In which nation’s interest?
This is not the first time that a proposed deal involving PotashCorp has become an issue of national concern.
A hostile takeover bid for PotashCorp launched by BHP Billiton (NYSE:BHP,ASX:BHP,LSE:BLT) in 2010 raised questions about the “net benefit” of the deal for the Canadian economy, with the Canadian government ultimately shutting the deal down.
The shoe is now on the other foot: PotashCorp’s bid for Israel Chemicals is undergoing a similar analysis by Israel’s transitioning government.
But beyond its potential national implications, the proposed deal will also have an effect on fertilizer markets and agribusinesses worldwide.
Buyer nations such as China, India and Brazil will have much to consider if Canpotex’s potash market share expands beyond its current level.

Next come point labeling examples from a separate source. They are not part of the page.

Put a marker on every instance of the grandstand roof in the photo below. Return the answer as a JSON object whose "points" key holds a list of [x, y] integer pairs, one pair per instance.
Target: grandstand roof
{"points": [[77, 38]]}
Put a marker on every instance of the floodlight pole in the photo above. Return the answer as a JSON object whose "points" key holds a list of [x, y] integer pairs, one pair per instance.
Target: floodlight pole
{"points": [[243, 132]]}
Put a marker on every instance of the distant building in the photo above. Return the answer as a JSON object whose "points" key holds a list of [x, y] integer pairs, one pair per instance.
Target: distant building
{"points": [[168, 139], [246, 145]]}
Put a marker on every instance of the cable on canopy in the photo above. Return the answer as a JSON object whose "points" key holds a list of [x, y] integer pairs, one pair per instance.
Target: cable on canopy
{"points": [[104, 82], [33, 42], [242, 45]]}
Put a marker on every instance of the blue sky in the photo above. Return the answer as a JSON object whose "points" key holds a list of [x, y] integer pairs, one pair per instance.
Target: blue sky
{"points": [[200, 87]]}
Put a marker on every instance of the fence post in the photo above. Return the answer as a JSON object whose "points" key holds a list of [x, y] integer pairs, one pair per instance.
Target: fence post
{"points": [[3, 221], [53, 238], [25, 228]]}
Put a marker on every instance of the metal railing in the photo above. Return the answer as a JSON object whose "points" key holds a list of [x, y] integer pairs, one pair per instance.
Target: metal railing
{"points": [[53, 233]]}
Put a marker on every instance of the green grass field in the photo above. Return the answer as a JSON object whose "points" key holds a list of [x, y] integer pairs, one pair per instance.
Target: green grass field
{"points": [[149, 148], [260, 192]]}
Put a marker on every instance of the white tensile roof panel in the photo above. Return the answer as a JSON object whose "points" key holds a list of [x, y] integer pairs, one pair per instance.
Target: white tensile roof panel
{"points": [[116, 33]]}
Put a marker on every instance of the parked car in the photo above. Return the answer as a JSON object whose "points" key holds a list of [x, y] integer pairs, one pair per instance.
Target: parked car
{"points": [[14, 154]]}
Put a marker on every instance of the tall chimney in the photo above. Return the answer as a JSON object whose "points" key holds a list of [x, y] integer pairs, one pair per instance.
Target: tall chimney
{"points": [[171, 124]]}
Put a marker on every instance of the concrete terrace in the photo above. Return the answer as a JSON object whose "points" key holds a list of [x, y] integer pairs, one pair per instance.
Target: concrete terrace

Andrew Benson, an analyst with Citigroup (NYSE:C) in London told the Financial Times that the addition of Israel Chemicals’ potash assets would bump Canpotex’s market share to about 95 percent in India and China and 80 percent in Brazil.
These three emerging economies will be forced to remain price takers if the oligopolic potash market structure continues to solidify.
The role for junior potash
Buyer countries like India and Chain have, however, been taking strides to reduce their reliance on North American and Belarussian cartel suppliers through financing or entering into joint ventures with independent junior potash producers.
In January, Indian state-backed firms announced a financing and offtake agreement with Karnalyte Resources (TSX:KRN), while a similar deal remains in the works with Saskatchewan-based Encanto Potash (TSXV:EPO).
Arizona-based Prospect Global Resources (NASDAQ:PGRX) also agreed last year to supply potash for a 10-year term to China’s Sichuan Chemical Industry Holding Group Company in exchange for $100 million and a stake in the project.
“This is a great opportunity for the buyer side because those guys consume huge amounts of product and they are prisoners of the big two distribution groups from Canada and Russia,” Patricio Varas, CEO of Western Potash (TSX:WPX), told Reuters earlier this month on the sidelines of the PDAC mining convention in Toronto.
Rabobank analyst Rakhi Sehrawat told Agrimoney.com that she believes investing and developing independent greenfield potash projects will be a likely strategy for large buyers looking to secure long-term supply.
“To secure long-term supply at a reasonable price, it has become imperative for large potash importers to facilitate supply development … by pumping in financing, entering supply contract agreements, or acquiring existing mines,” she said.
Securities Disclosure: I, James Wellstead, hold no direct investment interest in any company mentioned in this article.